Advice for Seventh Graders from an Eleventh Grader: 

  • Seventh grade is the worst for almost everybody. You don’t know how much it sucks until you’re out.
  • You don’t have to be confident yet. Don’t worry if you’re still shy, insecure, and awkward. You have an entire life left to live, and in most cases, confidence comes with time and experience.
  • Everyone is going through the exact same thing. Maybe it’s cliché, but it’s true. As an eleventh grader, I’m only now starting to realize that every one of my peers have their own issues. The people you think are popular and perfect have a plethora of their own problems.
  • Friendships change. A lot. In sixth grade, I had a solid group of friends, but when seventh grade rolled around, I found myself with only my best friend left by my side. For a long time, it was just us two, but after a while, we found a group of people who liked us for who we are. It was a hard couple of months of putting ourselves out there, but it eventually paid off.
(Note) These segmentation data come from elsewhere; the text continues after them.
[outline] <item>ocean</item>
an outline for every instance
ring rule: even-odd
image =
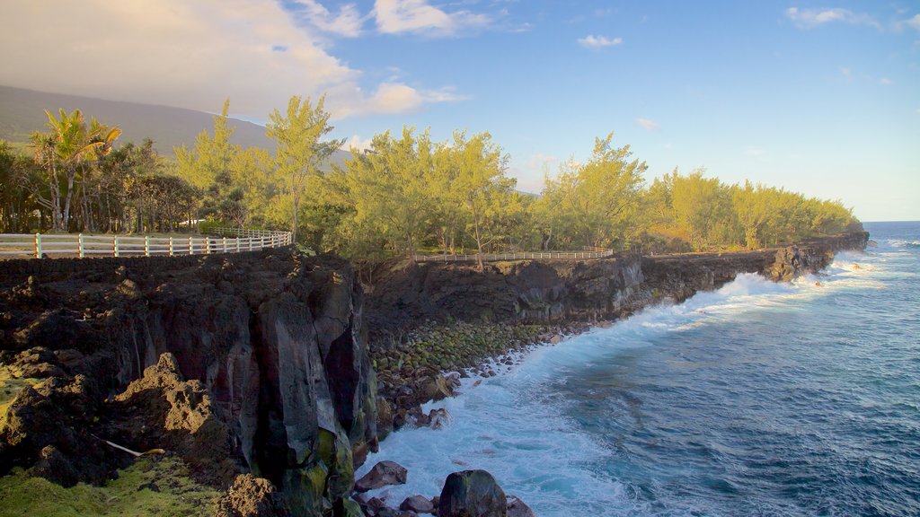
[[[391,434],[398,506],[482,468],[537,515],[920,515],[920,223],[544,346]]]

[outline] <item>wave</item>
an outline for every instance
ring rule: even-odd
[[[920,240],[910,239],[888,239],[888,244],[891,247],[920,248]]]
[[[570,515],[573,501],[578,501],[578,514],[657,513],[641,488],[625,481],[629,473],[620,476],[599,466],[616,465],[617,452],[580,431],[584,422],[573,420],[577,417],[572,415],[583,413],[573,408],[607,408],[611,401],[592,400],[591,389],[582,390],[586,400],[572,400],[562,395],[560,386],[593,364],[621,362],[628,368],[631,354],[655,346],[663,334],[692,332],[748,317],[745,315],[773,317],[761,316],[761,311],[805,311],[810,304],[790,302],[872,285],[879,269],[875,261],[871,256],[842,253],[823,273],[792,283],[741,274],[718,291],[699,293],[683,304],[648,307],[608,328],[539,347],[513,366],[501,365],[495,377],[463,379],[460,396],[425,405],[425,412],[445,408],[452,416],[449,423],[437,431],[404,429],[393,433],[356,476],[382,460],[406,466],[407,484],[370,493],[394,507],[411,495],[439,494],[452,472],[483,468],[507,493],[521,497],[540,515]],[[628,416],[628,400],[620,402],[622,407],[606,410]]]

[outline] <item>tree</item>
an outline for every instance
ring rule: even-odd
[[[266,134],[275,141],[275,160],[279,173],[284,178],[284,188],[291,197],[292,233],[297,240],[298,212],[309,178],[320,174],[319,166],[327,161],[344,141],[326,141],[322,138],[332,131],[329,114],[324,109],[326,97],[314,106],[310,98],[302,100],[293,96],[288,101],[287,111],[274,109],[269,115]]]
[[[731,201],[738,222],[744,230],[744,244],[748,249],[763,246],[763,235],[774,210],[770,205],[769,190],[760,183],[754,187],[750,181],[744,181],[743,188],[735,185],[731,189]]]
[[[416,136],[414,128],[403,128],[402,138],[389,132],[374,136],[371,150],[345,162],[344,180],[353,203],[350,224],[364,233],[355,245],[385,239],[394,250],[412,257],[435,210],[433,148],[429,132]]]
[[[703,178],[698,168],[687,176],[672,178],[672,208],[674,222],[685,229],[696,249],[730,242],[735,223],[731,196],[718,178]]]
[[[242,147],[230,143],[236,131],[230,126],[227,112],[230,99],[224,101],[220,115],[213,117],[213,136],[207,130],[199,133],[195,146],[185,144],[175,149],[178,174],[204,192],[202,216],[218,215],[221,203],[232,190],[232,166]]]
[[[483,270],[482,254],[486,247],[501,239],[507,229],[501,222],[510,213],[511,194],[516,180],[505,176],[508,158],[502,155],[501,148],[492,143],[488,132],[473,135],[466,139],[463,132],[454,133],[454,142],[449,146],[453,156],[449,163],[455,171],[451,186],[455,192],[444,200],[449,204],[451,199],[459,201],[466,220],[466,232],[476,243],[479,270]],[[450,211],[452,207],[442,210]]]
[[[611,147],[613,136],[594,140],[586,164],[562,165],[556,178],[546,178],[543,192],[543,212],[552,213],[557,233],[561,229],[591,247],[613,246],[630,231],[648,168],[629,160],[628,145]]]

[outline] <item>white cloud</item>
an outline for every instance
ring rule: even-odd
[[[333,94],[329,95],[332,97]],[[457,95],[453,88],[420,91],[402,83],[383,83],[370,97],[362,94],[358,99],[351,99],[350,103],[340,105],[334,112],[333,118],[343,119],[354,114],[410,113],[418,111],[425,104],[456,102],[468,98],[468,97]]]
[[[848,9],[835,7],[832,9],[799,9],[789,7],[786,9],[786,17],[799,29],[813,29],[825,23],[838,21],[850,25],[868,25],[881,29],[881,25],[867,14],[857,14]]]
[[[613,40],[610,40],[606,36],[594,36],[593,34],[589,34],[584,38],[579,38],[578,42],[586,49],[603,49],[604,47],[619,45],[623,42],[623,38],[614,38]]]
[[[756,147],[754,145],[745,145],[744,154],[749,156],[763,156],[764,155],[766,154],[766,151],[761,149],[760,147]]]
[[[547,167],[559,161],[556,156],[537,153],[530,157],[530,168],[535,171],[546,171]]]
[[[354,4],[340,6],[338,16],[316,0],[294,0],[293,4],[299,9],[291,8],[292,12],[303,11],[307,22],[321,30],[349,38],[361,35],[364,20]]]
[[[346,6],[323,18],[326,30],[357,27]],[[360,86],[362,72],[331,55],[316,28],[276,2],[249,0],[6,0],[0,84],[111,100],[206,111],[230,98],[234,116],[264,121],[292,95],[328,92],[334,118],[417,110],[462,99],[397,81]],[[328,22],[328,23],[327,23]],[[40,27],[41,30],[36,29]]]
[[[649,131],[655,131],[658,129],[658,124],[655,123],[653,121],[650,121],[649,119],[642,119],[640,117],[638,119],[636,119],[636,123]]]
[[[377,29],[384,34],[452,36],[466,29],[486,27],[492,21],[487,15],[469,11],[447,13],[426,0],[375,0],[374,15]]]

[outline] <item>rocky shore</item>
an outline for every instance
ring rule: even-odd
[[[854,229],[753,252],[483,272],[410,264],[364,289],[345,262],[293,250],[0,262],[0,495],[51,482],[105,514],[110,479],[144,467],[173,476],[138,493],[152,482],[165,507],[181,493],[206,515],[460,515],[487,500],[486,514],[528,515],[481,474],[400,502],[362,498],[353,472],[393,429],[442,425],[420,405],[452,396],[459,372],[494,375],[539,343],[741,272],[816,271],[867,240]]]

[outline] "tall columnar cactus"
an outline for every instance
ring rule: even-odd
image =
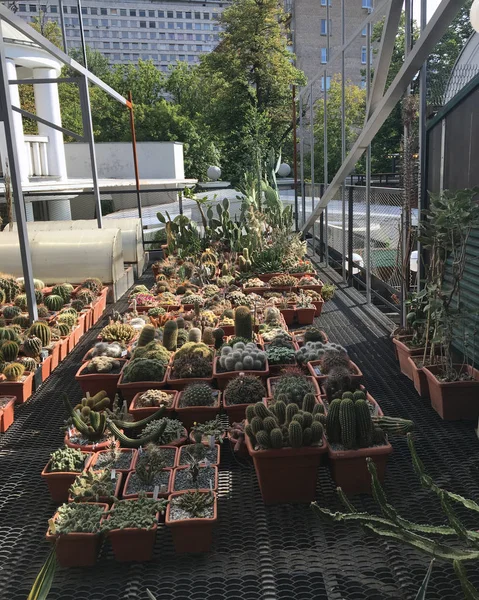
[[[138,346],[146,346],[155,339],[155,328],[153,325],[145,325],[140,331],[140,337],[138,338]]]
[[[45,298],[44,304],[48,308],[48,310],[51,310],[53,312],[58,312],[59,310],[61,310],[63,308],[63,305],[65,304],[65,302],[61,296],[57,296],[56,294],[51,294],[50,296],[47,296]]]
[[[33,358],[38,358],[42,351],[42,341],[37,337],[29,337],[23,342],[23,353]]]
[[[163,345],[170,352],[178,346],[178,324],[176,321],[167,321],[163,329]]]
[[[253,316],[247,306],[238,306],[235,310],[235,336],[253,339]]]

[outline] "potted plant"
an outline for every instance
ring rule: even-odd
[[[171,491],[172,467],[176,461],[176,448],[148,446],[139,454],[135,470],[125,481],[124,498],[137,498],[140,493],[157,498],[167,498]],[[156,492],[155,492],[156,488]]]
[[[217,519],[215,492],[188,490],[169,497],[165,523],[177,553],[209,552]]]
[[[15,396],[0,396],[0,433],[5,433],[14,420]]]
[[[302,414],[297,404],[281,400],[269,409],[262,402],[248,407],[246,445],[265,504],[314,500],[318,467],[327,452],[324,415],[315,406],[310,395]]]
[[[68,500],[70,486],[77,476],[88,468],[91,456],[90,452],[82,452],[68,446],[52,452],[42,471],[42,477],[54,502]]]
[[[95,356],[82,364],[75,379],[84,393],[89,392],[94,396],[104,390],[110,398],[114,398],[125,362],[109,356]]]
[[[175,390],[146,390],[135,394],[128,412],[135,421],[154,414],[159,408],[165,408],[165,415],[171,416],[176,406],[178,392]]]
[[[158,520],[165,514],[167,504],[167,500],[155,500],[146,495],[113,504],[103,520],[102,531],[111,542],[116,560],[130,562],[153,558]]]
[[[223,405],[230,422],[242,421],[250,404],[261,402],[267,395],[259,377],[241,373],[231,379],[223,392]]]
[[[207,383],[192,383],[179,393],[176,412],[187,429],[197,421],[213,418],[220,410],[221,392]]]
[[[326,436],[329,464],[336,486],[345,494],[371,493],[366,457],[376,464],[380,481],[392,452],[387,432],[373,422],[364,391],[345,392],[329,405]]]
[[[100,548],[101,519],[108,504],[63,504],[49,521],[46,539],[62,567],[91,567]]]

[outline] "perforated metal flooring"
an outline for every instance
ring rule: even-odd
[[[151,283],[149,275],[143,278]],[[472,423],[441,421],[399,373],[388,336],[388,321],[362,306],[355,290],[339,290],[325,307],[320,325],[332,340],[347,346],[366,376],[368,389],[388,415],[417,425],[417,448],[430,474],[457,493],[479,500],[478,440]],[[115,305],[125,310],[125,301]],[[80,398],[74,375],[81,357],[102,324],[62,363],[24,406],[15,423],[0,435],[0,599],[25,600],[49,545],[44,539],[55,504],[40,477],[49,453],[62,444],[64,410],[60,392]],[[391,502],[417,522],[442,522],[433,497],[424,492],[411,468],[405,440],[394,440],[386,490]],[[427,569],[419,553],[366,536],[354,526],[329,525],[307,506],[265,507],[252,464],[238,462],[229,449],[220,466],[219,523],[214,552],[174,554],[169,531],[162,528],[151,563],[119,564],[108,544],[95,567],[58,569],[52,600],[409,600]],[[318,481],[319,502],[340,508],[326,470]],[[355,499],[375,510],[367,496]],[[478,528],[478,523],[468,525]],[[479,573],[469,568],[479,585]],[[462,593],[452,568],[438,563],[428,600],[458,600]]]

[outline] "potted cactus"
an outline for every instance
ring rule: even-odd
[[[62,567],[91,567],[100,549],[105,503],[70,503],[60,506],[49,521],[46,539],[55,544]]]
[[[266,388],[259,377],[241,373],[231,379],[223,392],[223,405],[230,422],[242,421],[250,404],[266,397]]]
[[[382,427],[376,425],[374,411],[363,390],[345,392],[329,405],[326,418],[329,464],[336,485],[345,494],[371,493],[366,457],[374,461],[380,481],[384,480],[393,449],[387,441],[387,423]]]
[[[253,342],[236,342],[233,346],[225,345],[213,363],[213,377],[218,382],[220,390],[224,390],[228,381],[238,373],[256,375],[265,379],[269,373],[266,353]]]
[[[213,418],[221,406],[221,392],[207,383],[192,383],[179,393],[176,412],[189,429],[197,421]]]
[[[54,502],[68,500],[70,486],[77,476],[89,467],[91,456],[90,452],[82,452],[68,446],[52,452],[42,471],[42,477]]]
[[[131,401],[128,412],[133,415],[135,421],[154,414],[162,406],[165,415],[171,416],[176,406],[178,392],[175,390],[146,390],[135,394]]]
[[[309,503],[316,494],[318,467],[327,452],[321,405],[314,395],[300,410],[278,400],[246,410],[246,445],[265,504]]]
[[[167,500],[145,495],[137,500],[119,500],[106,513],[102,531],[106,532],[115,559],[120,562],[147,561],[153,558],[160,515]]]
[[[188,490],[169,497],[165,523],[179,554],[209,552],[217,519],[215,492]]]
[[[32,395],[33,375],[19,362],[8,363],[0,374],[0,396],[15,396],[23,404]]]
[[[104,390],[114,398],[125,360],[109,356],[95,356],[78,369],[75,379],[84,393],[95,395]]]
[[[0,433],[5,433],[14,420],[15,396],[0,396]]]

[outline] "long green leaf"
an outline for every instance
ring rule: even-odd
[[[57,570],[57,557],[55,547],[48,555],[45,564],[35,579],[32,589],[28,594],[27,600],[46,600],[52,587],[53,579]]]
[[[426,600],[426,591],[427,591],[427,586],[429,584],[429,579],[431,578],[433,564],[434,564],[434,559],[432,559],[431,562],[429,563],[429,569],[427,570],[426,576],[424,577],[424,580],[421,584],[421,587],[419,588],[419,591],[416,595],[415,600]]]

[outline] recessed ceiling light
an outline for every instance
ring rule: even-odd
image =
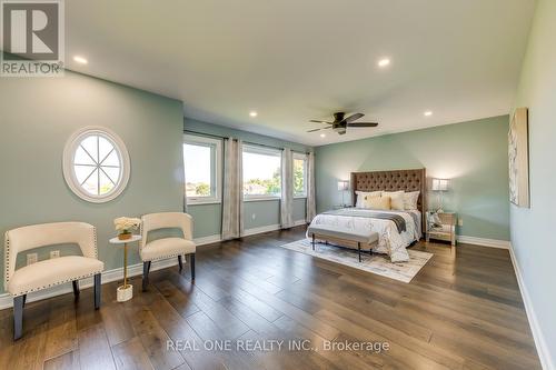
[[[388,58],[383,58],[378,61],[378,67],[385,68],[390,64],[390,60]]]
[[[85,59],[83,57],[79,57],[79,56],[73,57],[73,60],[77,61],[78,63],[81,63],[81,64],[87,64],[89,62],[87,59]]]

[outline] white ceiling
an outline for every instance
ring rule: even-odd
[[[508,113],[534,6],[71,0],[67,63],[180,99],[190,118],[322,144]],[[75,54],[89,63],[73,62]],[[386,69],[377,67],[383,57],[391,59]],[[309,119],[339,110],[380,126],[324,139],[306,132],[318,127]]]

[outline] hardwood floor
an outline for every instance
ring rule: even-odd
[[[99,311],[92,289],[29,303],[16,343],[0,311],[0,369],[540,369],[506,250],[420,242],[435,256],[406,284],[278,247],[304,233],[200,247],[195,283],[187,266],[155,271],[125,303],[105,284]],[[389,349],[340,350],[364,342]]]

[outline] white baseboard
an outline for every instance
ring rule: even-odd
[[[208,236],[208,237],[195,238],[193,239],[193,241],[197,244],[197,247],[217,243],[217,242],[219,242],[221,240],[222,240],[222,238],[221,238],[221,236],[219,233],[216,233],[214,236]]]
[[[171,258],[171,259],[161,260],[161,261],[152,261],[150,270],[156,271],[156,270],[166,269],[166,268],[169,268],[169,267],[176,266],[176,264],[178,264],[177,258]],[[128,277],[136,277],[139,274],[142,274],[142,262],[128,266]],[[112,270],[106,270],[105,272],[102,272],[101,282],[103,284],[106,284],[107,282],[117,281],[117,280],[121,280],[121,279],[123,279],[123,268],[122,267],[117,268],[117,269],[112,269]],[[92,277],[79,280],[79,287],[80,288],[92,287]],[[66,294],[66,293],[72,292],[72,291],[73,291],[73,288],[71,287],[71,283],[68,282],[64,284],[57,286],[57,287],[52,287],[50,289],[43,289],[43,290],[40,290],[37,292],[29,293],[29,294],[27,294],[27,301],[34,302],[34,301],[39,301],[41,299],[51,298],[51,297],[56,297],[56,296],[60,296],[60,294]],[[10,307],[13,307],[13,299],[12,299],[11,294],[10,293],[0,294],[0,310],[7,309]]]
[[[296,227],[296,226],[301,226],[301,224],[307,224],[307,221],[306,221],[306,220],[297,220],[297,221],[294,221],[294,227]]]
[[[296,226],[299,222],[302,222],[302,224],[305,224],[305,220],[299,220],[299,221],[296,221]],[[299,223],[299,224],[301,224],[301,223]],[[266,227],[248,229],[245,231],[245,236],[246,237],[254,236],[257,233],[275,231],[275,230],[279,230],[279,229],[280,229],[279,224],[270,224],[270,226],[266,226]],[[214,234],[214,236],[208,236],[208,237],[195,239],[195,243],[197,244],[197,247],[211,244],[211,243],[219,242],[219,241],[221,241],[220,234]],[[166,269],[168,267],[172,267],[176,264],[178,264],[177,258],[162,260],[162,261],[153,261],[150,270],[156,271],[156,270]],[[142,263],[128,266],[128,277],[136,277],[139,274],[142,274]],[[117,268],[117,269],[107,270],[107,271],[102,272],[101,282],[105,284],[105,283],[112,282],[116,280],[121,280],[121,279],[123,279],[123,268]],[[87,279],[80,280],[79,287],[80,288],[92,287],[92,278],[87,278]],[[66,283],[66,284],[52,287],[50,289],[43,289],[43,290],[40,290],[38,292],[29,293],[27,297],[27,301],[34,302],[34,301],[39,301],[41,299],[70,293],[73,290],[72,290],[71,284]],[[10,293],[0,294],[0,310],[11,308],[12,306],[13,306],[13,299],[12,299]]]
[[[533,339],[535,340],[535,347],[537,349],[538,358],[540,359],[540,364],[544,370],[554,370],[554,361],[548,351],[548,346],[546,343],[545,337],[540,331],[540,323],[538,322],[535,309],[533,308],[533,302],[530,300],[529,291],[525,286],[525,281],[522,274],[522,268],[517,261],[516,254],[514,253],[514,247],[509,244],[509,257],[512,258],[512,263],[514,264],[514,271],[516,272],[517,283],[519,284],[519,292],[522,293],[522,299],[525,306],[525,312],[527,313],[527,319],[529,320],[530,331],[533,332]]]
[[[460,243],[466,243],[466,244],[509,249],[509,241],[507,241],[507,240],[457,236],[457,241]]]
[[[257,233],[280,230],[280,224],[268,224],[260,228],[252,228],[244,230],[244,237],[255,236]]]
[[[205,244],[210,244],[210,243],[218,242],[218,241],[220,241],[219,234],[195,239],[195,243],[198,247],[205,246]],[[161,261],[153,261],[150,270],[156,271],[156,270],[166,269],[168,267],[176,266],[176,264],[178,264],[178,259],[176,259],[176,258],[168,259],[168,260],[161,260]],[[128,276],[129,277],[136,277],[139,274],[142,274],[142,263],[128,266]],[[117,269],[103,271],[101,281],[105,284],[107,282],[117,281],[117,280],[121,280],[121,279],[123,279],[123,268],[117,268]],[[80,280],[79,287],[80,288],[92,287],[92,278],[87,278],[87,279]],[[38,292],[29,293],[27,297],[27,301],[33,302],[33,301],[38,301],[38,300],[46,299],[46,298],[66,294],[66,293],[72,292],[72,291],[73,291],[73,288],[71,287],[71,284],[66,283],[66,284],[58,286],[58,287],[52,287],[50,289],[44,289],[44,290],[40,290]],[[0,294],[0,310],[6,309],[6,308],[10,308],[12,306],[13,306],[13,300],[9,293]]]

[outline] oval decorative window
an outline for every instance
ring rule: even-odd
[[[101,203],[118,197],[128,184],[129,171],[123,141],[105,128],[79,130],[63,149],[66,182],[87,201]]]

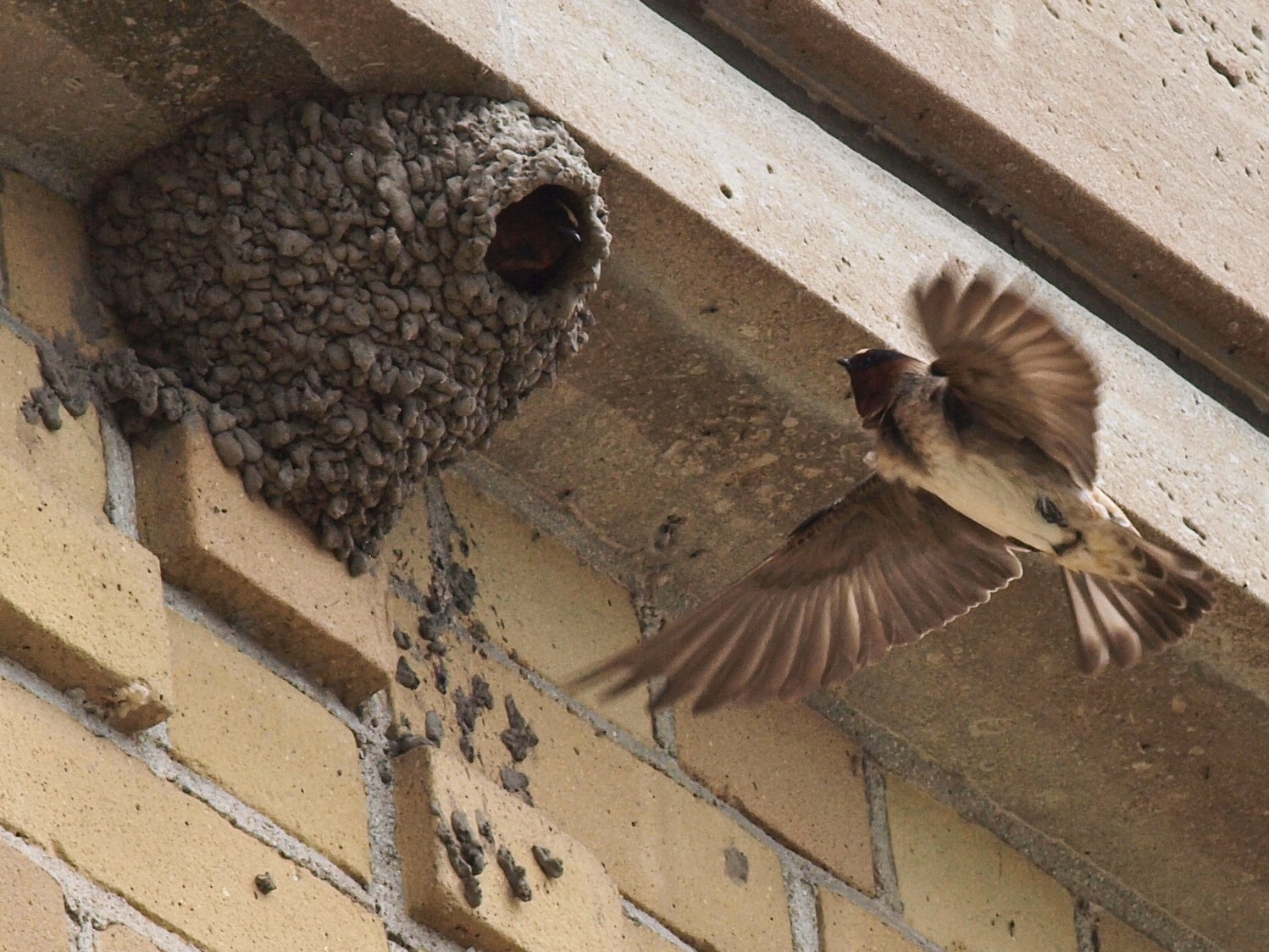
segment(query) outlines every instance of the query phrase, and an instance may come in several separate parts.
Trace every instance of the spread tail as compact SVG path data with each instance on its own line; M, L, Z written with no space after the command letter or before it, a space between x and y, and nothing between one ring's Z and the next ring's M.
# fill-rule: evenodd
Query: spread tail
M1112 660L1131 668L1142 650L1161 651L1183 638L1212 607L1212 580L1198 559L1145 539L1134 542L1136 581L1062 570L1085 674Z

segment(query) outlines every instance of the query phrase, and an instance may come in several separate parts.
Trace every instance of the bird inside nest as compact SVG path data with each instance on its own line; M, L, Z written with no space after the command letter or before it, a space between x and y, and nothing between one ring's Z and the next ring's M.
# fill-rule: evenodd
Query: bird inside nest
M538 293L581 246L581 225L560 185L543 185L497 213L485 267L516 291Z
M1096 484L1100 377L1029 294L945 267L911 291L937 359L872 348L839 363L872 472L761 565L575 685L652 706L798 699L986 602L1018 552L1062 569L1080 668L1136 664L1211 609L1188 552L1143 539Z

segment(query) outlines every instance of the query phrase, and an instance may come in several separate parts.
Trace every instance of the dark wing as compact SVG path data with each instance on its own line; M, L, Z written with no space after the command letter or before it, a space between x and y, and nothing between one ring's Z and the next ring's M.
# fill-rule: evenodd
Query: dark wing
M915 284L912 301L938 355L930 371L987 423L1030 439L1091 487L1101 380L1052 316L982 272L962 288L950 265Z
M947 625L1022 574L995 533L928 493L869 476L740 581L584 683L664 677L652 706L802 698Z

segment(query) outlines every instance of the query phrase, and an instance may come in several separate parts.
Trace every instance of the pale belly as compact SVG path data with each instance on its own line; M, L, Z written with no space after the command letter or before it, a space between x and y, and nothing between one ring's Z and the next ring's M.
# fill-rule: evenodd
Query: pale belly
M888 466L887 466L888 463ZM1014 538L1041 552L1071 541L1071 532L1046 520L1037 509L1043 489L1025 477L1004 470L995 459L973 453L930 453L919 471L890 454L878 453L882 476L901 479L910 486L933 493L957 512L997 536ZM887 473L890 468L892 472Z

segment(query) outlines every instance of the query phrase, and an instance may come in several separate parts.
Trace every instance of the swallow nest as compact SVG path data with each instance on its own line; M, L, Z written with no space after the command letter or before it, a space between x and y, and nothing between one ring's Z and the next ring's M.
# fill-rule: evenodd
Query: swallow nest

  • Don’t let yourself be restricted to just one friend group. Of course, there is nothing wrong with having a core group of people you hang out with, but that can eventually start to feel isolating. As they say, don’t put all your eggs in one basket. Try and make friends with other people whenever you have the chance. You’ll sleep easier knowing that you have friends in more than one place.
  • Get involved with anything you can. Finding your place in the school makes life so much easier. Try joining a team, the band, or helping out with the school newspaper (hint, hint). Even if you’re afraid to talk to the older kids, it’s still good to make connections outside of your grade.
  • Everyone has been there. Every person at St. Joe had to go through seventh grade. Older kids might tease the middle schoolers, but I’d like to think it’s because we know what it was like.
  • Never worry about being “stereotypical.” One of my biggest problems in middle school was feeling like I was wasn’t allowed to be the dramatic, pubescent mess I was. Don’t ever let yourself feel foolish for having emotions. You’re twelve or thirteen; you get a pass. Everyone regrets how they acted in middle school, so don’t feel pressure to be older than you are. Write that edgy poetry and draw fan art for the show you’re embarrassed to like. It’s okay to act your age.
  • Just stick it out. Middle school doesn’t last forever. It’ll be over before you know it, so try to make the most of it while you’re there.

Hindsight is 20/20. Looking back at seventh grade as a junior in high school, everything is very simple. But it isn’t while you’re in the midst of it. Seventh grade won’t matter when you’re in college, but you’re living it now and that still matters.